The report examines the financial and physical viability of 27 projects in seven Member States: Germany, France, Croatia, Italy, Poland, Portugal, and Romania. In particular, it looks at EU aid intended to safeguard and develop European cultural heritage, mainly from the European Regional Development Fund (750 million euros per year between 2010 and 2017).
“Almost half of cultural sites projects would not have been implemented without EU investments”, commented Pietro Russo, the European Court of Auditors member responsible for the report, upon its publication. “However, it is unclear what the EU seeks to achieve through its current initiatives, as they suffer from a lack of focus and coordination,” he added.
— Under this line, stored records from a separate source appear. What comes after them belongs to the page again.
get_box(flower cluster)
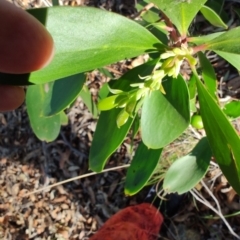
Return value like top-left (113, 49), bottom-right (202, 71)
top-left (160, 46), bottom-right (196, 78)
top-left (98, 46), bottom-right (197, 127)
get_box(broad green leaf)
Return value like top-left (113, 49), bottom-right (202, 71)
top-left (189, 78), bottom-right (197, 112)
top-left (214, 50), bottom-right (240, 71)
top-left (141, 75), bottom-right (190, 149)
top-left (163, 137), bottom-right (211, 194)
top-left (200, 5), bottom-right (227, 29)
top-left (132, 114), bottom-right (140, 138)
top-left (204, 27), bottom-right (240, 70)
top-left (125, 142), bottom-right (163, 195)
top-left (205, 0), bottom-right (228, 24)
top-left (79, 85), bottom-right (98, 118)
top-left (188, 32), bottom-right (224, 45)
top-left (98, 82), bottom-right (110, 100)
top-left (151, 0), bottom-right (207, 36)
top-left (190, 98), bottom-right (197, 112)
top-left (198, 52), bottom-right (217, 101)
top-left (26, 85), bottom-right (61, 142)
top-left (188, 74), bottom-right (197, 100)
top-left (223, 101), bottom-right (240, 119)
top-left (89, 108), bottom-right (134, 172)
top-left (28, 7), bottom-right (163, 84)
top-left (60, 111), bottom-right (68, 125)
top-left (42, 73), bottom-right (85, 116)
top-left (196, 75), bottom-right (240, 194)
top-left (89, 61), bottom-right (157, 172)
top-left (205, 27), bottom-right (240, 49)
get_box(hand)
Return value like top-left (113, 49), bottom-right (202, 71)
top-left (0, 0), bottom-right (54, 111)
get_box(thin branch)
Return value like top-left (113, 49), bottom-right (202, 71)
top-left (190, 184), bottom-right (240, 239)
top-left (189, 125), bottom-right (202, 139)
top-left (201, 180), bottom-right (221, 213)
top-left (23, 164), bottom-right (130, 197)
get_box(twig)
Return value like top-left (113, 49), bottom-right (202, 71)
top-left (190, 181), bottom-right (240, 239)
top-left (189, 125), bottom-right (202, 140)
top-left (23, 164), bottom-right (130, 197)
top-left (201, 180), bottom-right (221, 214)
top-left (131, 3), bottom-right (155, 20)
top-left (208, 161), bottom-right (223, 190)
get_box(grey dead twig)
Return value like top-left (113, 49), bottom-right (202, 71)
top-left (190, 180), bottom-right (240, 239)
top-left (23, 164), bottom-right (130, 197)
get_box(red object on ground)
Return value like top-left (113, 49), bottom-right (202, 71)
top-left (89, 203), bottom-right (164, 240)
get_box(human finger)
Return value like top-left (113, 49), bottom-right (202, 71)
top-left (0, 0), bottom-right (54, 74)
top-left (0, 85), bottom-right (25, 111)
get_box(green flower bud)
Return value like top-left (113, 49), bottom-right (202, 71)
top-left (160, 51), bottom-right (175, 59)
top-left (116, 109), bottom-right (129, 128)
top-left (98, 95), bottom-right (119, 111)
top-left (115, 94), bottom-right (129, 108)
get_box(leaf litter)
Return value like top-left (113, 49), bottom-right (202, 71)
top-left (2, 0), bottom-right (240, 239)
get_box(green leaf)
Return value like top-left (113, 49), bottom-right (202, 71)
top-left (200, 5), bottom-right (227, 29)
top-left (198, 52), bottom-right (217, 101)
top-left (188, 74), bottom-right (197, 100)
top-left (26, 85), bottom-right (61, 142)
top-left (98, 82), bottom-right (110, 100)
top-left (188, 32), bottom-right (224, 45)
top-left (89, 61), bottom-right (157, 172)
top-left (89, 108), bottom-right (134, 172)
top-left (42, 73), bottom-right (85, 116)
top-left (132, 113), bottom-right (140, 138)
top-left (205, 0), bottom-right (228, 24)
top-left (141, 75), bottom-right (190, 149)
top-left (163, 137), bottom-right (211, 194)
top-left (79, 85), bottom-right (98, 118)
top-left (28, 7), bottom-right (162, 84)
top-left (190, 98), bottom-right (197, 112)
top-left (150, 0), bottom-right (207, 36)
top-left (60, 111), bottom-right (68, 125)
top-left (223, 101), bottom-right (240, 119)
top-left (204, 27), bottom-right (240, 70)
top-left (196, 75), bottom-right (240, 194)
top-left (214, 50), bottom-right (240, 71)
top-left (125, 141), bottom-right (163, 195)
top-left (205, 27), bottom-right (240, 50)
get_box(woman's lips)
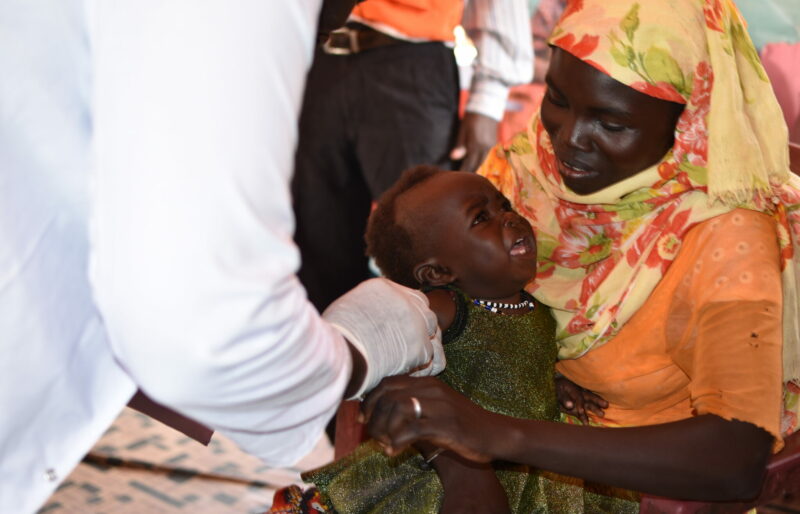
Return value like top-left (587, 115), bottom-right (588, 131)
top-left (558, 159), bottom-right (598, 180)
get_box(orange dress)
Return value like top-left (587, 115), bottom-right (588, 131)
top-left (556, 209), bottom-right (785, 447)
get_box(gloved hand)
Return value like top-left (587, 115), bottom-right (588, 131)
top-left (323, 278), bottom-right (445, 399)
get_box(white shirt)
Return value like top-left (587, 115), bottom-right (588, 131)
top-left (1, 1), bottom-right (354, 511)
top-left (462, 0), bottom-right (535, 120)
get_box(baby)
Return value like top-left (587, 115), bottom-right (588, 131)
top-left (271, 166), bottom-right (618, 514)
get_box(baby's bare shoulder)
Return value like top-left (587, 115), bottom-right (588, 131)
top-left (424, 288), bottom-right (457, 332)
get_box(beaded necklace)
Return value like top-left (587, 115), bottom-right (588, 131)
top-left (472, 295), bottom-right (533, 314)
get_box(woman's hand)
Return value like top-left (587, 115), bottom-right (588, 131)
top-left (360, 375), bottom-right (497, 462)
top-left (555, 376), bottom-right (608, 424)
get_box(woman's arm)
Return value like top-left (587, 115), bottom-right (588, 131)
top-left (363, 375), bottom-right (772, 501)
top-left (377, 213), bottom-right (782, 501)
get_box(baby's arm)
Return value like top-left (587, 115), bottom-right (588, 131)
top-left (555, 375), bottom-right (608, 424)
top-left (422, 289), bottom-right (511, 513)
top-left (424, 443), bottom-right (511, 514)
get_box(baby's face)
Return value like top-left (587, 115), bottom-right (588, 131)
top-left (399, 172), bottom-right (537, 299)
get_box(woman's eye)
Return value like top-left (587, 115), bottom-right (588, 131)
top-left (600, 120), bottom-right (627, 132)
top-left (472, 211), bottom-right (489, 225)
top-left (545, 89), bottom-right (567, 107)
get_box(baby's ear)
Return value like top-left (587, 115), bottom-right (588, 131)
top-left (414, 259), bottom-right (455, 287)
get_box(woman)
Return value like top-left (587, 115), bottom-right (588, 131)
top-left (361, 0), bottom-right (800, 502)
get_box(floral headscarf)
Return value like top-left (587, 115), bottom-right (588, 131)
top-left (479, 0), bottom-right (800, 388)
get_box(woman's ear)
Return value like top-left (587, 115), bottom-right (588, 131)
top-left (414, 259), bottom-right (455, 287)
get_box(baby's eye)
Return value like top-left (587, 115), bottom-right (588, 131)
top-left (472, 211), bottom-right (489, 226)
top-left (501, 198), bottom-right (514, 212)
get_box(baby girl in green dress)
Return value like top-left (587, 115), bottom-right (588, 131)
top-left (271, 166), bottom-right (631, 514)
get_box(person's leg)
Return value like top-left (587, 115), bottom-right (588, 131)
top-left (354, 42), bottom-right (460, 198)
top-left (292, 50), bottom-right (373, 312)
top-left (293, 42), bottom-right (460, 312)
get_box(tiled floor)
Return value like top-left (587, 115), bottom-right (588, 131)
top-left (40, 408), bottom-right (333, 513)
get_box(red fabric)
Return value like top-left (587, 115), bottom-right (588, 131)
top-left (269, 485), bottom-right (335, 514)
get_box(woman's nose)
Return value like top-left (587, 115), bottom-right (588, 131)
top-left (560, 116), bottom-right (592, 152)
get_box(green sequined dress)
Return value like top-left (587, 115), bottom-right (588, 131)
top-left (303, 287), bottom-right (639, 513)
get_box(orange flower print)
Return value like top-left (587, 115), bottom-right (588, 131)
top-left (782, 380), bottom-right (799, 435)
top-left (776, 221), bottom-right (794, 270)
top-left (673, 61), bottom-right (713, 167)
top-left (535, 264), bottom-right (556, 281)
top-left (536, 121), bottom-right (561, 183)
top-left (561, 0), bottom-right (584, 19)
top-left (511, 174), bottom-right (539, 223)
top-left (630, 81), bottom-right (686, 104)
top-left (557, 200), bottom-right (619, 226)
top-left (566, 312), bottom-right (593, 335)
top-left (658, 161), bottom-right (678, 181)
top-left (626, 205), bottom-right (694, 273)
top-left (579, 257), bottom-right (616, 304)
top-left (552, 33), bottom-right (599, 60)
top-left (653, 232), bottom-right (681, 266)
top-left (552, 223), bottom-right (617, 269)
top-left (704, 0), bottom-right (725, 33)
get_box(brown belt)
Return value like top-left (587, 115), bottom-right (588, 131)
top-left (323, 23), bottom-right (408, 55)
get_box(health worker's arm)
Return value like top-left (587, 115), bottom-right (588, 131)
top-left (89, 0), bottom-right (354, 467)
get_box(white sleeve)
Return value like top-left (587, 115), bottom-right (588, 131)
top-left (463, 0), bottom-right (534, 120)
top-left (88, 0), bottom-right (350, 466)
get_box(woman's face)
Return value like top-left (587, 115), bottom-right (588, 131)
top-left (541, 48), bottom-right (684, 195)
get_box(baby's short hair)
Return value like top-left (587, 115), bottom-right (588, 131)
top-left (365, 165), bottom-right (444, 288)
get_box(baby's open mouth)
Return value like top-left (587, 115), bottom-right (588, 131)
top-left (510, 236), bottom-right (534, 256)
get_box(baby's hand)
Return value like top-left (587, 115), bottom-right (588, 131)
top-left (555, 375), bottom-right (608, 424)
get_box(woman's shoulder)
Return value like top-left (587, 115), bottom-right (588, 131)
top-left (666, 208), bottom-right (782, 307)
top-left (687, 209), bottom-right (778, 247)
top-left (677, 208), bottom-right (780, 269)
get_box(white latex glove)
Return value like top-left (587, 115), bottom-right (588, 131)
top-left (322, 278), bottom-right (445, 399)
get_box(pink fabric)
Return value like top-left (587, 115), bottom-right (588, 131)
top-left (761, 42), bottom-right (800, 144)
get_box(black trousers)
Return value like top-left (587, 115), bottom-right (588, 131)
top-left (292, 41), bottom-right (460, 311)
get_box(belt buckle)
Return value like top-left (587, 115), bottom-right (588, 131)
top-left (323, 27), bottom-right (360, 55)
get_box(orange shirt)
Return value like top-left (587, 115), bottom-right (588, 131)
top-left (352, 0), bottom-right (463, 42)
top-left (557, 209), bottom-right (785, 448)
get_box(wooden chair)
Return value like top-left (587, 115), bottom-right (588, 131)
top-left (333, 400), bottom-right (366, 460)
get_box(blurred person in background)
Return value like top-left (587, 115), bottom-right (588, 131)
top-left (292, 0), bottom-right (533, 313)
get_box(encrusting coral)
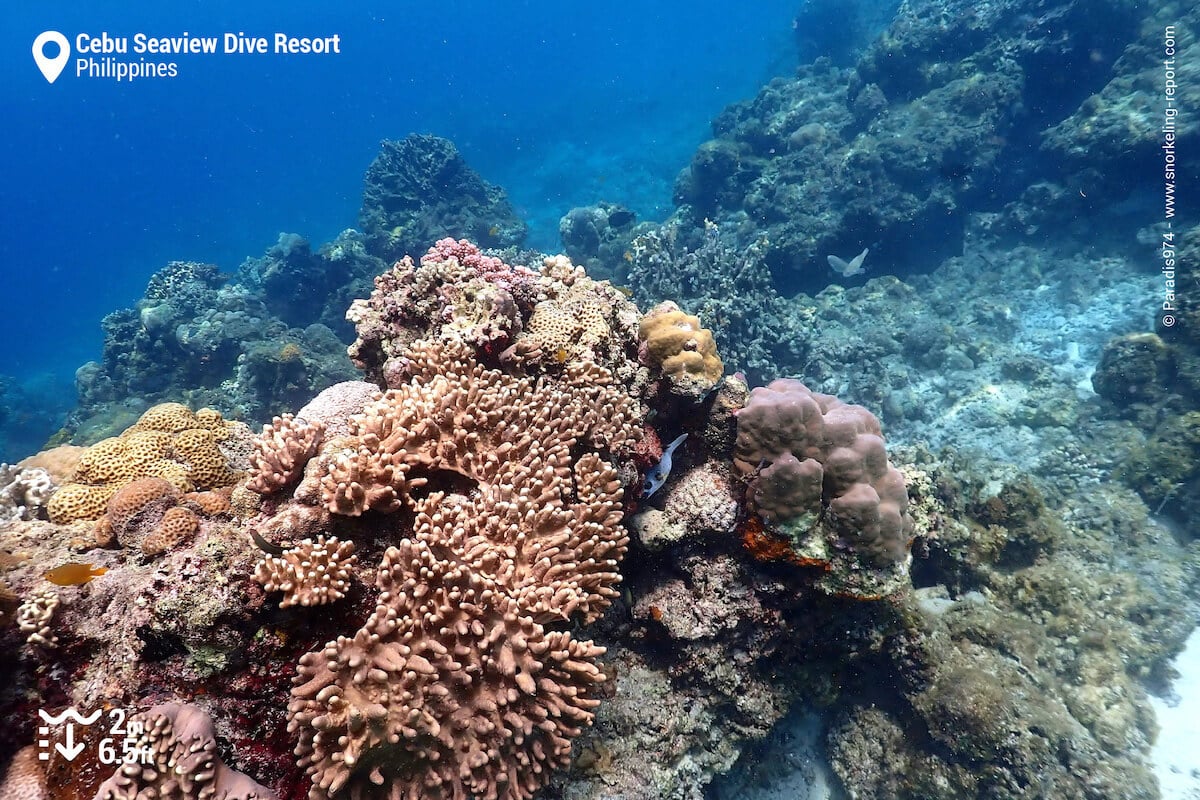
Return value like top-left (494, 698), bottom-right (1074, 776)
top-left (638, 300), bottom-right (724, 399)
top-left (0, 746), bottom-right (48, 800)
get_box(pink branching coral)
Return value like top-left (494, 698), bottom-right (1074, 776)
top-left (247, 414), bottom-right (326, 495)
top-left (254, 535), bottom-right (357, 608)
top-left (346, 240), bottom-right (538, 384)
top-left (284, 338), bottom-right (638, 800)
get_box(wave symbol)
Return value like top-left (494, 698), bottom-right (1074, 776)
top-left (38, 708), bottom-right (103, 725)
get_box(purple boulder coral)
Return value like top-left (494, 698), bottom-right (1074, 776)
top-left (734, 378), bottom-right (912, 564)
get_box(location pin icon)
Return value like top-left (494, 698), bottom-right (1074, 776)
top-left (32, 31), bottom-right (70, 84)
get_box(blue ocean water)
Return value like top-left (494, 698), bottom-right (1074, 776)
top-left (0, 1), bottom-right (797, 459)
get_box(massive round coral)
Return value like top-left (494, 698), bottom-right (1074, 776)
top-left (734, 378), bottom-right (912, 565)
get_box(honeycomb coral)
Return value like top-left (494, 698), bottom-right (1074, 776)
top-left (47, 483), bottom-right (120, 526)
top-left (93, 703), bottom-right (276, 800)
top-left (173, 428), bottom-right (237, 489)
top-left (523, 279), bottom-right (612, 362)
top-left (47, 403), bottom-right (241, 523)
top-left (638, 300), bottom-right (724, 399)
top-left (142, 506), bottom-right (199, 556)
top-left (253, 535), bottom-right (357, 607)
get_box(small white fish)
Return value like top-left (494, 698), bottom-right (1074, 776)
top-left (827, 247), bottom-right (869, 277)
top-left (642, 433), bottom-right (688, 498)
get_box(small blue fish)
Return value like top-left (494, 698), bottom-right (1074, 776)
top-left (642, 433), bottom-right (688, 498)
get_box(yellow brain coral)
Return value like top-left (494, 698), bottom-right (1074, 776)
top-left (638, 300), bottom-right (724, 399)
top-left (47, 403), bottom-right (241, 524)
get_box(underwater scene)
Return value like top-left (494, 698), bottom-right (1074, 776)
top-left (1, 0), bottom-right (1197, 798)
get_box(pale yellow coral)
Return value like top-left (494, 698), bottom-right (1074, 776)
top-left (638, 300), bottom-right (724, 398)
top-left (49, 403), bottom-right (241, 523)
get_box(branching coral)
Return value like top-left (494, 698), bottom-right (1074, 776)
top-left (254, 535), bottom-right (357, 608)
top-left (289, 543), bottom-right (608, 800)
top-left (0, 465), bottom-right (54, 522)
top-left (282, 338), bottom-right (638, 800)
top-left (246, 413), bottom-right (326, 495)
top-left (16, 586), bottom-right (59, 650)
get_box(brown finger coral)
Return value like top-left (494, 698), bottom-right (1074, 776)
top-left (246, 414), bottom-right (325, 495)
top-left (284, 339), bottom-right (639, 800)
top-left (254, 535), bottom-right (357, 608)
top-left (93, 703), bottom-right (276, 800)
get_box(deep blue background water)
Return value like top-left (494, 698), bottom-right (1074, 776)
top-left (0, 1), bottom-right (798, 450)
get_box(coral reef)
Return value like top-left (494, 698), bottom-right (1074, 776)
top-left (48, 404), bottom-right (243, 525)
top-left (557, 202), bottom-right (644, 282)
top-left (359, 135), bottom-right (527, 264)
top-left (347, 239), bottom-right (645, 389)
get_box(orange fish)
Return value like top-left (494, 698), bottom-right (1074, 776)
top-left (43, 562), bottom-right (108, 586)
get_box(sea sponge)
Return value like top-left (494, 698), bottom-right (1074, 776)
top-left (638, 300), bottom-right (724, 399)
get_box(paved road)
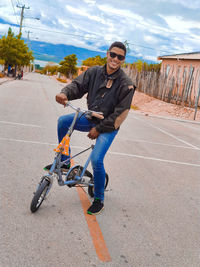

Indeed, the auditors note that the coexistence of multiple frameworks that involve different players and that have overlapping periods and objectives is too complex and can be confusing. They also note that the cultural dimension is not considered a priority for ERDF financing, which remains focused on economic and social considerations. In their opinion, investments in cultural sites are thus a means to an end and are only funded when they contribute to improving economic competitiveness or fostering development. Consequently, their recommendations are primarily aimed at addressing these concerns.